For reasons Thomas Buch still didn’t quite understand he agreed to fight the seat his brother had been promised in Parliament, exchanging the complexities of the Common Agricultural Policy
for the intricate, prolix detail of Danish parliamentary law. Which was not so different, he discovered, as he gently prospered in the middle ranks of Centre Party MPs, tolerated mostly, suspected
in some quarters, always thought of, he felt, as ‘Jeppe’s fat little brother’.

He missed his wife Marie who stayed at home in Jutland with their two children, hating the cynical, urban atmosphere of the city. But duty was duty, and the family company remained in good
professional hands.

The idea of advancement within the rungs of government hadn’t occurred to him. Overweight, with a gentle walrus face and wispy ginger beard, he was never a figure the media warmed to. Buch
half hoped that once his present term had expired he could slink back to the quiet fields of home and become anonymous once more. In the meantime he would deal with what legislation came his way,
the needs of constituents, the daily round of parliamentary duties.

And bounce the rubber ball against the office wall, always trying to judge the way it would respond to each careful change of angle. Watching that little object react to the tests he gave it
helped him think somehow, and the call he’d had gave him plenty to consider. It was a summons, to an execution or an elevation.
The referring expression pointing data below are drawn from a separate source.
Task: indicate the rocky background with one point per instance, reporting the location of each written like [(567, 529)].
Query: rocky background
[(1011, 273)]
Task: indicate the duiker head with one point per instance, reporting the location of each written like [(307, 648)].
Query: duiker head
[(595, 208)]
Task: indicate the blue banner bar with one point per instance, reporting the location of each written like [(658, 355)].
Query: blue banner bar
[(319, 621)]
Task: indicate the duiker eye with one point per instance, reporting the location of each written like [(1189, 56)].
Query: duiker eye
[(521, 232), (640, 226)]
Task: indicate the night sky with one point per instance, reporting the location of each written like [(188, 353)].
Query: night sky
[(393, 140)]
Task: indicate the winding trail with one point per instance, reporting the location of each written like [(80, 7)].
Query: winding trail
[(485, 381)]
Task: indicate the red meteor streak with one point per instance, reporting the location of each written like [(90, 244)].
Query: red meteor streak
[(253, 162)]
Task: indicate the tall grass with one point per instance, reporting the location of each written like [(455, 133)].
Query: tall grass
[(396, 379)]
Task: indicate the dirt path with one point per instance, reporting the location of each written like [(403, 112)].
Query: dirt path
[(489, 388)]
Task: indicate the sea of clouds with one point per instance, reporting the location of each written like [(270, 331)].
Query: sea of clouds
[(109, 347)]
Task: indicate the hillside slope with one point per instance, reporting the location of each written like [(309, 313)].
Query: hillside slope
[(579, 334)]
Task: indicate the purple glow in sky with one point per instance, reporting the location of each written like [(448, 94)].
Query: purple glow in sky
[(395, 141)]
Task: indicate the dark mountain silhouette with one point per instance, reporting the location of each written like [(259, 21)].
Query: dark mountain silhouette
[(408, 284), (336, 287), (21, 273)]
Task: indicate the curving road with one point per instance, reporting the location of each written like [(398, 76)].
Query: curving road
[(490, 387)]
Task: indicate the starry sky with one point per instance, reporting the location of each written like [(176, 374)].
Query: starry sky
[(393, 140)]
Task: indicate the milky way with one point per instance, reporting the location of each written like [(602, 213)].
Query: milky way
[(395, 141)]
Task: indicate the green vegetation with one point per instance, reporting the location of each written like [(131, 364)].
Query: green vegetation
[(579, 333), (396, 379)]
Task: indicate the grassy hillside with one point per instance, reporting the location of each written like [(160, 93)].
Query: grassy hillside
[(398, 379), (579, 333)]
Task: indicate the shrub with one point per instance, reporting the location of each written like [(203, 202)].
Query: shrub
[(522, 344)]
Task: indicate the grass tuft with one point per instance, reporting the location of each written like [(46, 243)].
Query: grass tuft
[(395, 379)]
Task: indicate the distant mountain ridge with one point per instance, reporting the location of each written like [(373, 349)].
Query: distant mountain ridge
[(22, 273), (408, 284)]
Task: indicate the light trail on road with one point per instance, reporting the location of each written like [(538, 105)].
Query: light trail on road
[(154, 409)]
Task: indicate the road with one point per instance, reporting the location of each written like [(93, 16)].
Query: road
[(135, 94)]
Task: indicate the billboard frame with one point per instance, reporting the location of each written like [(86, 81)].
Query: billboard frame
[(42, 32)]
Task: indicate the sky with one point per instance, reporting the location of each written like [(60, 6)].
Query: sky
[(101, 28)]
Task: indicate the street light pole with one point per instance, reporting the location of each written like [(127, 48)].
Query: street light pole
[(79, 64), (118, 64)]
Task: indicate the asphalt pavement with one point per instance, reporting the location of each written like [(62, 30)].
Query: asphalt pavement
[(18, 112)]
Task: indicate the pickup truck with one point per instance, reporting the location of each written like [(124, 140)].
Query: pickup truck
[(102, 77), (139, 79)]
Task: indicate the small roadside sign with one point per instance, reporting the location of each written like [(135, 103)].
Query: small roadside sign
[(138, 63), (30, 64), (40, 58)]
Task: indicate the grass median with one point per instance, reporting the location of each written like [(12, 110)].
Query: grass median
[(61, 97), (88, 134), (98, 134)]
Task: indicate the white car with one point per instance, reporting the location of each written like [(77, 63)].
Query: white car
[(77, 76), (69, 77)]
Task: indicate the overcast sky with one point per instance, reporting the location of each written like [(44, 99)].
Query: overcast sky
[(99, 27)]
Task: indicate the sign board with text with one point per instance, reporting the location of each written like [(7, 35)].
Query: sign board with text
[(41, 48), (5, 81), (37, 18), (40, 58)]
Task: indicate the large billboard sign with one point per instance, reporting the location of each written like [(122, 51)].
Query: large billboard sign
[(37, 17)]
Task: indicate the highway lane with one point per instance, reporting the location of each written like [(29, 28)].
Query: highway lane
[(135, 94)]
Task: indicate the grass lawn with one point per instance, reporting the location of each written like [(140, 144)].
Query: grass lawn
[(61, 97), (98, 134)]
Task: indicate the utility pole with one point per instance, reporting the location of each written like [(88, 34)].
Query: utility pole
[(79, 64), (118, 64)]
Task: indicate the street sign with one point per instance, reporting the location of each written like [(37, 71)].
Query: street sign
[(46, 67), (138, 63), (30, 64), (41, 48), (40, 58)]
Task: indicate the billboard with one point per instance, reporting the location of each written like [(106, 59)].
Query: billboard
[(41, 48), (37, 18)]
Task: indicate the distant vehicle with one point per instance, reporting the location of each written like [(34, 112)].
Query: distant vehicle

A tie and a jacket were called for. So he bounced the ball one last time, judged precisely the way it would return from the wall, placed it in his pocket, dragged off his sweatshirt, and
retrieved the best clothes he had from the little wardrobe by the window.

There was egg yolk on the tie. The one clean white shirt too. Buch scrubbed them but the yellow stain was persistent. So he found a black polo neck instead then walked out into the cold November
day, crossed the cobbled space that separated the Folketinget from the Christiansborg Palace and walked up the long red staircase to the office of Gert Grue Eriksen, Prime Minister of Denmark.

The bungalow was bitterly cold however high she turned up the puny heating. Lund knew she wouldn’t sleep. So she fried some bacon, burnt some toast, checked the train
times.

Bus to Nykøbing Falster, then train. Two and a half hours. Regular departures.

Since the Birk Larsen case she’d scarcely been home at all. The city didn’t frighten her. It was the memories. The guilt. In Gedser her life was bounded by the grey sea of the
Baltic, the boring routine of work at the port, her lonely hours in the bare little cottage, watching the TV, messing round on the Web, reading, sleeping.

The city was different. Her life was no longer her own, became driven by exterior events beyond her control, full of dark streets she longed to walk down.

It was the place, not her.

You brought Meyer to that building late at night. You forced Bengt Rosling out of your life. Chased away Mark, his father too. Took all those wrong turnings trying to work out who killed
Nanna Birk Larsen.

She hadn’t heard that voice in a while.

Mark’s photo was pinned to the fridge. She hadn’t seen him in five months. He’d be even taller.

There was a sweatshirt she’d bought from Netto for his birthday. A cheap gift on her pathetic salary.